I’m “just” home with the kids all day.
You may remember that I have 4 small kids, B”H, and they are all homeschooled. So that “just” encompasses a LOT of things. But I also need time to do things, like cooking, reading, and exercising. And being on call all the time is exhausting!
I’ve been asked how I manage it. Here is my answer:
First, I am ALWAYS on duty for emergencies and urgent issues. I’d think this is obvious, but just in case, I’m writing it out.
Second, I am ready and waiting for school questions, lessons, and help in the mornings. That’s the time that I set aside with my first priority being the kids’ work. Now if no one is around or interested in me working with them, then I have all sorts of things I can do, even if it’s watching the younger kids build a pillow fort. But if any of the kids has questions, is ready to work through a lesson, or needs help, that’s what I’m doing before lunch. I’m available and waiting then. (You may remember that we have the kids choose when to do their work for the week.)
After lunch, it’s a break from being actively “on call” for me. I put my baby down for a nap and then my older kids have free time. I’m always nearby, but this partial break is good for my sanity and my checklist. I likely have something to do, and one of the kids may choose to do some work then and want my help. And if it’s convenient, I may help right away. But if I’m busy working on something, I will tell them to do something else until I’m available. My priority is a little different after lunch.
And then I’m definitely engaged with them from dinner until they go to bed – as all parents know, that routine takes a while. 😉
Some afternoons we do crafts or other things together. Some mornings, too. Or field trips, or library trips, or something else fun.
But for regular days – most days- that’s the schedule. It’s an artificial separation of time. And sometimes it’s inconvenient for them, and sometimes for me.
So why do I bother?
It boils down to two separate lessons for everyone – that does include me!:
- Manage time wisely. The kids learn that I’m readily available in the morning, and that they may have to wait other times. They tend to get things that they need me for done in the morning. They can schedule their work to make use of that time. But if they don’t, they have to work it out somehow. We might make an appointment for a little later, or a lot later, or decide to wait until tomorrow. But I can’t drop everything all the time to be available on a whim, and they need to know that. How does the saying go? “Your failure to plan isn’t my emergency,” or something like that.
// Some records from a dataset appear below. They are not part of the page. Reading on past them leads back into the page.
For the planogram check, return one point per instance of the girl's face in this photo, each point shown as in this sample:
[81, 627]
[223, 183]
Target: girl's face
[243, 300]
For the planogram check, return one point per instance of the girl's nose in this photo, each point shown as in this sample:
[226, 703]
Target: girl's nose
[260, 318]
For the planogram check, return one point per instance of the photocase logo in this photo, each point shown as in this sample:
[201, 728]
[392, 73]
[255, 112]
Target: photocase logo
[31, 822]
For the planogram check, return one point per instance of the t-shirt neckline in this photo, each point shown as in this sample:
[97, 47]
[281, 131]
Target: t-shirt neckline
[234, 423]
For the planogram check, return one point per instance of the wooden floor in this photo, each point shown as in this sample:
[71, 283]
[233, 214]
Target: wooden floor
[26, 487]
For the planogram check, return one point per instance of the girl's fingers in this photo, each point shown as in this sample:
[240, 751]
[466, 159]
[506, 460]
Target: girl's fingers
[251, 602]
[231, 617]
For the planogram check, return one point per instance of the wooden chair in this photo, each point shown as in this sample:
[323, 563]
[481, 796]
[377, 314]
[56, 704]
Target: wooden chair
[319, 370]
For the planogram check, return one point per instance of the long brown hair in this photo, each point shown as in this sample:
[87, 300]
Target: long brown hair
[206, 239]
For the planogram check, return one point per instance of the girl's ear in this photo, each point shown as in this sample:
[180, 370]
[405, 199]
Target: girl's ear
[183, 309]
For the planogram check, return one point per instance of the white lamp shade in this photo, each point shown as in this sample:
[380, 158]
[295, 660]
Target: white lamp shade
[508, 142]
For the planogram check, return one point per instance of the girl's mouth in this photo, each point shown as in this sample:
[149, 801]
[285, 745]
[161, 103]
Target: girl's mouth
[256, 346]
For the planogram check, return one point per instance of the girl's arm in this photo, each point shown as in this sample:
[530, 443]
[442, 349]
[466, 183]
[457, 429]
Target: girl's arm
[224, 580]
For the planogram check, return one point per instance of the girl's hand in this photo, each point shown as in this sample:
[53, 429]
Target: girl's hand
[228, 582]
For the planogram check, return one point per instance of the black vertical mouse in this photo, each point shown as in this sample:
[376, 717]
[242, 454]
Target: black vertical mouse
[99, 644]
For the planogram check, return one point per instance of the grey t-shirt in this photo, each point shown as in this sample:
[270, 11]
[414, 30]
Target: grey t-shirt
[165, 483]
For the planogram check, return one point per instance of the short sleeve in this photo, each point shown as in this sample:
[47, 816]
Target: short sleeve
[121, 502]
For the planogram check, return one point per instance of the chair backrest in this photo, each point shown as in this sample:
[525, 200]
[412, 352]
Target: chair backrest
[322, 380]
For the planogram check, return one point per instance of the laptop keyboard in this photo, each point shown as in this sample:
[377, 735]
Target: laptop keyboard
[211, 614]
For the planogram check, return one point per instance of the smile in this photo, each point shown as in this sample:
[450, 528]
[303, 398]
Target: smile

- Respect other people’s time (You mean the world doesn’t revolve around the kids?! My time is valuable, too?) The kids know that I have other things to do and that sometimes I’m not immediately available for them. And I get a bit of a break and the time to do the household tasks and other things I need to accomplish.
I’ve set up boundaries that are flexible, but that work for us.
How could this be applied in other ways?
- Maybe you’re only available to sit and help with/check homework at a certain time, or by a certain time. I know that this can kind of get away from parents sometimes, but maybe a limit would make it better.
- Maybe you can drive only certain times, or do something else that is difficult or troublesome for you only within boundaries that maximize the benefits for both sides of the issue.
Boundaries can be hard to set, but feeling like a doormat who can’t get anything done is harder!
Do you set any boundaries in your house or on your time? How does it work for you?